For the guy that bought a vintage amp without looking under the hood...that's just silly. I believe most used gear is on consignment, so I don't think they service before they sell. If you play it and it sounds good you buy it. If it sounds bad you don't. Just like anywhere.
i prefer to support the little guy. 
IMHO


----------



## Scotty (Jan 30, 2013)

pauledc said:


> Yep never had a problem.
> For the guy that bought a vintage amp without looking under the hood...that's just silly. I believe most used gear is on consignment, so I don't think they service before they sell. If you play it and it sounds good you buy it. If it sounds bad you don't.

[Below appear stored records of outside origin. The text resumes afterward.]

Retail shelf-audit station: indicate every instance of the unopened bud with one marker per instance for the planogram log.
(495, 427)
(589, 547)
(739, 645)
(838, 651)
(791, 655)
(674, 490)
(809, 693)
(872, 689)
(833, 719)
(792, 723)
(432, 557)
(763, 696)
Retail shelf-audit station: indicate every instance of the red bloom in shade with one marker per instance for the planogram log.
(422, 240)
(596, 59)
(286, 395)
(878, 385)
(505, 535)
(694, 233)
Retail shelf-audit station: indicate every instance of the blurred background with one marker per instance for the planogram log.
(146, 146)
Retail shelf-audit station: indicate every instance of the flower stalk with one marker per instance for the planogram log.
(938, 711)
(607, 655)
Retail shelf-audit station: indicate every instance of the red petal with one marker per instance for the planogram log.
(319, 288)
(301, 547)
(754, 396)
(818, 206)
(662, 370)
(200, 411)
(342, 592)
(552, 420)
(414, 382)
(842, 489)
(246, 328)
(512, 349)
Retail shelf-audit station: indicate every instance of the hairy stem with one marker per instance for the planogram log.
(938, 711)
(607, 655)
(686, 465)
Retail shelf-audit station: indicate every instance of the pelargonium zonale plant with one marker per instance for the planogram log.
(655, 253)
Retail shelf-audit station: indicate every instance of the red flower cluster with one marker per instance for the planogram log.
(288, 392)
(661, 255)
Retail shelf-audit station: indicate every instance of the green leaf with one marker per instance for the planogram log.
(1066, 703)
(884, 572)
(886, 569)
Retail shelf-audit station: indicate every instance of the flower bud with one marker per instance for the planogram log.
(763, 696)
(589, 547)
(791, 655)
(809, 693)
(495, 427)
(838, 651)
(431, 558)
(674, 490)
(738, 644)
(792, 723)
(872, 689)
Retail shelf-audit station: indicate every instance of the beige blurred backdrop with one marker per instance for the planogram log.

Just like anywhere.
> i prefer to support the little guy.
> IMHO


I do too, though only from ones with rock solid reputations. No reputation? small deals only to build trust and only after homework. Bad rep? NO deals ever.

This is in anything I do, not just guitar gear

Shop owners need to realize that word of mouth and reviews can make you or break you depending on your actions. ESPECIALLY if your competition is the big dogs in town.


----------



## pauledc (Mar 4, 2013)

I think the biggest competition would be kijiji?


----------



## Scotty (Jan 30, 2013)

pauledc said:


> I think the biggest competition would be kijiji?


Perhaps for _some_ who buy used, but many people don't like buying used from individuals for varying reasons 

And kijiji does not offer a line of new guitars, set ups, repairs etc...


----------